Companies care little about standards. Unless it serves their selfish objectives.
The main complaint around WebRTC? When is Apple/Microsoft going to support it.
How can that be when WebRTC is being defined by the IETF and W3C? When it is part of HTML5?
- Execute code on web pages faster
- Enable more languages to “run” on web pages, by compiling them to this new byte-code format
If the publication on TheNextWeb is accurate, then this WebAssembly thing is endorsed by all the relevant browser vendors (that’s Google, Apple, Microsoft & Mozilla).
WebAssembly is still just a thought. Nothing substantiate as WebRTC is. And yet…
WebAssembly yes and WebRTC no. Why is that?
Why is that?
Decisions happen to be subjective and selfish. It isn’t about what’s good for the web and end users. Or rather, it is, as long as it fits our objects and doesn’t give competitors an advantage or removes an advantage we have.
WebAssembly benefits almost everyone:
- It makes pages smaller (binary code is smaller than text in general)

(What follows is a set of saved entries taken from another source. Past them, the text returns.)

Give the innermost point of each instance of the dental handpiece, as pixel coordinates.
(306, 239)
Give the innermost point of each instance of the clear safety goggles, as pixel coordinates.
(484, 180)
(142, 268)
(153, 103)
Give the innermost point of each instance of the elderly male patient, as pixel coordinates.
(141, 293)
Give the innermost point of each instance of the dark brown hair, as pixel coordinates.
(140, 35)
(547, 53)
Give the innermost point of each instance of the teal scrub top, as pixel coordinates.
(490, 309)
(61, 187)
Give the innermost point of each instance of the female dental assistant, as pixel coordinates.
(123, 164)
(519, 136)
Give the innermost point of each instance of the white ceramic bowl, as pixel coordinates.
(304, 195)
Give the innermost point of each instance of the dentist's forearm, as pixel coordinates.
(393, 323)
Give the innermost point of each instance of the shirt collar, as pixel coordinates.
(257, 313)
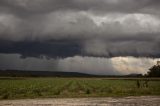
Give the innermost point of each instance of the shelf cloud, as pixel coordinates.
(61, 29)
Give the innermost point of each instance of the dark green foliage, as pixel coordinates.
(76, 87)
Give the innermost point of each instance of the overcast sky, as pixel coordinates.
(93, 36)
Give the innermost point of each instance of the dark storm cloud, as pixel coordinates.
(65, 28)
(26, 7)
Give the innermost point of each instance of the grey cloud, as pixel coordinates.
(91, 65)
(58, 28)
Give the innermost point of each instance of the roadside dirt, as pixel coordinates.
(126, 101)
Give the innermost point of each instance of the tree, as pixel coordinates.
(154, 71)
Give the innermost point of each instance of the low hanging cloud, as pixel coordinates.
(90, 65)
(98, 28)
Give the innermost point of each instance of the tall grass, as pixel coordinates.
(74, 87)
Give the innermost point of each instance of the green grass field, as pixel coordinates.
(18, 88)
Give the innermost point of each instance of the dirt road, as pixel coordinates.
(126, 101)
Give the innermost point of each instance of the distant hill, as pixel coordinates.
(25, 73)
(19, 73)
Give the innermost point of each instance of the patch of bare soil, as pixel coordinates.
(126, 101)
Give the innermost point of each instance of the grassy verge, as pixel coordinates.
(20, 88)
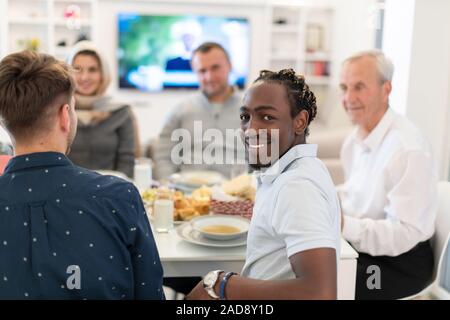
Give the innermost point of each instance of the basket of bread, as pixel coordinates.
(234, 197)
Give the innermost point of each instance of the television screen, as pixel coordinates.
(155, 51)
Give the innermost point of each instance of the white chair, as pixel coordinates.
(440, 240)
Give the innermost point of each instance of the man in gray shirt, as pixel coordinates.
(215, 107)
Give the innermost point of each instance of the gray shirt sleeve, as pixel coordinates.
(164, 165)
(125, 150)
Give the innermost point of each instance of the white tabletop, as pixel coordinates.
(180, 258)
(172, 247)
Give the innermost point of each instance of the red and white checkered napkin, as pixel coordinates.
(242, 208)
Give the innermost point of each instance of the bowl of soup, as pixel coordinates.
(221, 227)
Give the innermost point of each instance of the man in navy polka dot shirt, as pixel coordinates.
(65, 232)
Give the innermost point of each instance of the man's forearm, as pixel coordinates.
(241, 288)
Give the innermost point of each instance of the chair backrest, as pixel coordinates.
(442, 222)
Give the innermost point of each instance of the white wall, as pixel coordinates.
(417, 37)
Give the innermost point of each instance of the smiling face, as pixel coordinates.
(212, 69)
(88, 75)
(265, 115)
(364, 95)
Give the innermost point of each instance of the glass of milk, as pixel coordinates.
(163, 210)
(143, 173)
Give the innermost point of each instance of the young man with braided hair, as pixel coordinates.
(293, 241)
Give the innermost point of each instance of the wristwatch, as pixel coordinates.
(209, 281)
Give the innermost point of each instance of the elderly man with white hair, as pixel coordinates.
(389, 197)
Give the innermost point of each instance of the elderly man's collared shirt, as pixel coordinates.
(389, 198)
(296, 209)
(69, 233)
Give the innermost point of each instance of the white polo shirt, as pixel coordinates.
(296, 209)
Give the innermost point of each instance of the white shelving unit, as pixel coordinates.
(301, 40)
(44, 25)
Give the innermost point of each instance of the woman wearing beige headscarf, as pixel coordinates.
(106, 134)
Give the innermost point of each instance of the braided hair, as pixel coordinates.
(298, 93)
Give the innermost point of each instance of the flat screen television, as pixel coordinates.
(154, 51)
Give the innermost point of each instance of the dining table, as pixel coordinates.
(181, 258)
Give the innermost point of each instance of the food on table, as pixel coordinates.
(220, 229)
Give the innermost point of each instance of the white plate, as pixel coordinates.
(186, 232)
(197, 178)
(238, 222)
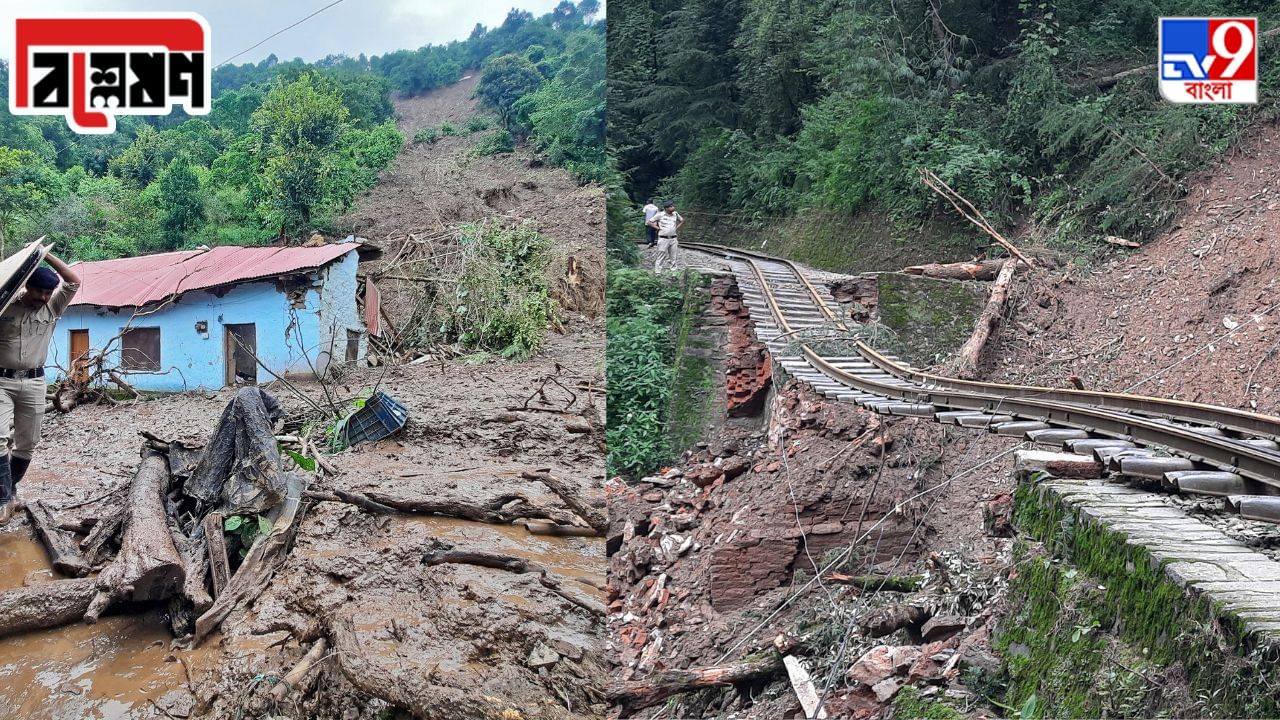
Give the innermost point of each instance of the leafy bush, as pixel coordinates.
(476, 123)
(641, 309)
(501, 302)
(496, 142)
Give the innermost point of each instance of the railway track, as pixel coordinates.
(1187, 447)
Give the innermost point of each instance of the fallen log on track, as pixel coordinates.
(967, 360)
(149, 565)
(638, 695)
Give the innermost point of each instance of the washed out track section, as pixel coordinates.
(1166, 445)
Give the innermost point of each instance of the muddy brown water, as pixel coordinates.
(113, 670)
(109, 671)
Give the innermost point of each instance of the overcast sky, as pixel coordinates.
(351, 27)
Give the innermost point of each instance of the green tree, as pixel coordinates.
(298, 126)
(27, 186)
(506, 80)
(181, 204)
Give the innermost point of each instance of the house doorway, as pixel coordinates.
(80, 356)
(352, 346)
(241, 350)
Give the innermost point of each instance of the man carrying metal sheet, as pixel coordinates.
(26, 328)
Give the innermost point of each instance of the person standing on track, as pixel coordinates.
(649, 212)
(667, 224)
(26, 328)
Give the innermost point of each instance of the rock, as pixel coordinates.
(886, 688)
(542, 656)
(734, 466)
(997, 516)
(941, 627)
(873, 666)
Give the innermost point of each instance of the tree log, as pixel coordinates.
(147, 565)
(95, 543)
(62, 548)
(979, 270)
(638, 695)
(967, 361)
(216, 545)
(266, 555)
(295, 679)
(481, 559)
(597, 520)
(502, 510)
(45, 605)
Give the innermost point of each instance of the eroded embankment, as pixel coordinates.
(858, 537)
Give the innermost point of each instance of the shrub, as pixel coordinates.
(499, 141)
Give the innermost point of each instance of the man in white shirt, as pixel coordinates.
(667, 224)
(649, 212)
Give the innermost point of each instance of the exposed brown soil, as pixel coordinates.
(1191, 315)
(447, 639)
(718, 552)
(432, 187)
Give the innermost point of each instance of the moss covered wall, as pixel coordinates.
(1097, 629)
(931, 319)
(695, 402)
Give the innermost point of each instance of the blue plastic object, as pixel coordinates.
(380, 417)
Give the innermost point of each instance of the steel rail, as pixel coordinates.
(1194, 413)
(1228, 454)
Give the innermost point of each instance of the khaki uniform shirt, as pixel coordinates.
(24, 333)
(667, 224)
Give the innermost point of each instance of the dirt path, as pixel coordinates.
(448, 637)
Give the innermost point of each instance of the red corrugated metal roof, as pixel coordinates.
(132, 282)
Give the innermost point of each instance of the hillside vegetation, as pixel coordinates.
(288, 146)
(759, 110)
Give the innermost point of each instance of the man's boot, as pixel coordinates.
(7, 504)
(17, 469)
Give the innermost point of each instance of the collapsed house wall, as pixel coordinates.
(297, 319)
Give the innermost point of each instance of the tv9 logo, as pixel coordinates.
(1208, 59)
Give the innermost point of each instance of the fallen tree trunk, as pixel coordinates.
(979, 270)
(256, 572)
(295, 679)
(45, 605)
(638, 695)
(597, 520)
(147, 565)
(407, 684)
(502, 510)
(62, 548)
(967, 361)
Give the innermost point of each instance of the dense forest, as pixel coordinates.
(289, 145)
(762, 109)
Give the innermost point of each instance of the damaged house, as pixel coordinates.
(211, 318)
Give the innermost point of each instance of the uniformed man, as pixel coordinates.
(26, 329)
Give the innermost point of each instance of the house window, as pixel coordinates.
(141, 349)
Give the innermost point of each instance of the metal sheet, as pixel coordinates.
(135, 282)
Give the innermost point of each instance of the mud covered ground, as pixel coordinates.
(1191, 315)
(452, 641)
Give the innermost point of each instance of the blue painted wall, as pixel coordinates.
(289, 340)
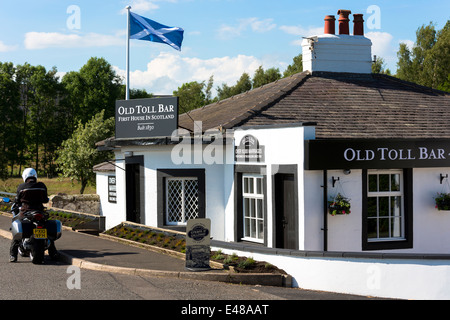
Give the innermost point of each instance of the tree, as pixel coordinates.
(378, 66)
(10, 117)
(262, 77)
(427, 63)
(94, 88)
(244, 84)
(78, 154)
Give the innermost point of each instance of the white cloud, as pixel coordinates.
(300, 32)
(6, 48)
(255, 24)
(381, 44)
(42, 40)
(409, 43)
(168, 71)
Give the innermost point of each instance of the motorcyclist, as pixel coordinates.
(29, 176)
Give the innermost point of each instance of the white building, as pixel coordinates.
(264, 165)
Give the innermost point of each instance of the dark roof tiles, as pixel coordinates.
(343, 106)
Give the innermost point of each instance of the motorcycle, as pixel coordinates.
(35, 232)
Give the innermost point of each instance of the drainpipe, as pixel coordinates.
(325, 211)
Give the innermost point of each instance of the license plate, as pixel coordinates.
(40, 233)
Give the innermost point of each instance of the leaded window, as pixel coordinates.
(253, 207)
(385, 206)
(181, 200)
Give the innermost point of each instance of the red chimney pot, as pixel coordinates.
(358, 24)
(343, 21)
(330, 25)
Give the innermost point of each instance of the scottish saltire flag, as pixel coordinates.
(145, 29)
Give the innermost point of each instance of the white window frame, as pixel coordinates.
(183, 200)
(390, 217)
(253, 222)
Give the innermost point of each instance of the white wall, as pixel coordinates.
(218, 181)
(430, 226)
(283, 146)
(387, 278)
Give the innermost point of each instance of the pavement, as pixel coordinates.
(106, 254)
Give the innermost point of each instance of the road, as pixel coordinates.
(57, 281)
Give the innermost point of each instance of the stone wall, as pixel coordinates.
(86, 203)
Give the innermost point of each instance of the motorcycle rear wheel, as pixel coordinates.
(37, 252)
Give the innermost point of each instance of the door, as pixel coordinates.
(133, 191)
(285, 212)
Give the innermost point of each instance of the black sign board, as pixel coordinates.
(376, 154)
(146, 118)
(249, 150)
(112, 192)
(198, 244)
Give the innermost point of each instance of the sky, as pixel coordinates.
(222, 38)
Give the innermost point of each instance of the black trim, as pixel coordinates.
(284, 169)
(131, 164)
(239, 170)
(162, 174)
(408, 216)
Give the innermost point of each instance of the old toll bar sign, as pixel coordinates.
(376, 154)
(146, 118)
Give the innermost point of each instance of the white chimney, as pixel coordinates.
(339, 53)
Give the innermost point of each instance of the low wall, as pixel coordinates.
(87, 203)
(399, 276)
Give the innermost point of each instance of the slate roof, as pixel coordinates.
(343, 105)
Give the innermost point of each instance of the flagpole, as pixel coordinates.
(127, 89)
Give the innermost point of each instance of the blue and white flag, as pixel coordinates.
(145, 29)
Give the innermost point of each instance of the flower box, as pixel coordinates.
(442, 202)
(340, 205)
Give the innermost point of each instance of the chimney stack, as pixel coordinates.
(343, 21)
(358, 24)
(330, 25)
(341, 52)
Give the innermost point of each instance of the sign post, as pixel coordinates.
(198, 242)
(146, 118)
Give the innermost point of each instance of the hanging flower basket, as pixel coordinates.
(443, 201)
(339, 205)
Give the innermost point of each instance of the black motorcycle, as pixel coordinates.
(35, 232)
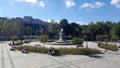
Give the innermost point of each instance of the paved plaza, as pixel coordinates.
(16, 59)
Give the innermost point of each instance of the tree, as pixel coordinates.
(14, 38)
(77, 41)
(63, 23)
(43, 38)
(115, 32)
(28, 30)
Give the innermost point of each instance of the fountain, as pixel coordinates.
(62, 40)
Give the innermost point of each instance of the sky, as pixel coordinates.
(79, 11)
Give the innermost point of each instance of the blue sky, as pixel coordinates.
(80, 11)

- It makes interactive web pages run faster, allowing more sophisticated use cases to be supported
- It works better on mobile than simple text
Google has no issue with this – they thrive on things running in browsers
Microsoft are switching towards the cloud, and are in a losing game with their dated IE – they switched to Microsoft Edge and are showing some real internet in modernizing the experience of their browser. So this fits them
Mozilla are trying to lead the pack, being the underdog. They will be all for such an initiative, especially when WebAssembly takes their efforts in asm.js and build assets from there. It validates their credibility and their innovation
Apple. TechCrunch failed to mention Apple in their article of WebAssembly. A mistake? On purpose? I am not sure. They seem to have the most to lose: Better web means less reliance on native apps, where they rule with current iOS first focus of most developers
All in all, browser vendors have little to lose from WebAssembly while users theoretically have a lot to gain from it.
With WebRTC this is different. What WebRTC has to offer for the most part:
- Access to the camera and microphone within a web browser
- Ability to conduct real time voice and video sessions in web pages
- Ability to send arbitrary data directly between browsers
The problem stems from the voice and video capability.
Google have Hangouts, but make money from people accessing web pages. Having ALL voice and video interactions happen in the web is an advantage to Google. No wonder they are so heavily invested in WebRTC
Mozilla has/had nothing to lose. They had no voice or video assets to speak of. At the time, most of their revenue also came from Google. Money explains a lot of decisions…
Microsoft has Skype and Lync. They sell Lync to enterprises and paid 8.5 billions for Skype. Why would they open up the door to competitors so fast? They are now headed there, making sure Skype supports it as well
Apple. They have FaceTime. They care about the Apple ecosystem. Having access to it from Android for anything that isn’t a Move to iOS app won’t make sense to them. Apple will wait for the last moment to support it, making sure everyone who wishes to develop anything remotely related to FaceTime (which was supposed to be standardized and open) have a hard time doing that
All in all, WebRTC doesn’t benefit all browser vendors the same way, so it hasn’t been adopted in the same zealousness that WebAssembly seems to attract.
Why is it important?
Back to where I started: Companies care little about standards. Unless it serves their selfish objectives.
This is why getting WebRTC to all browser vendors will take time.
This is why federating VoIP/WebRTC isn’t on the table at this point in time – the successful vendors who you want to federate with wouldn’t like that to happen.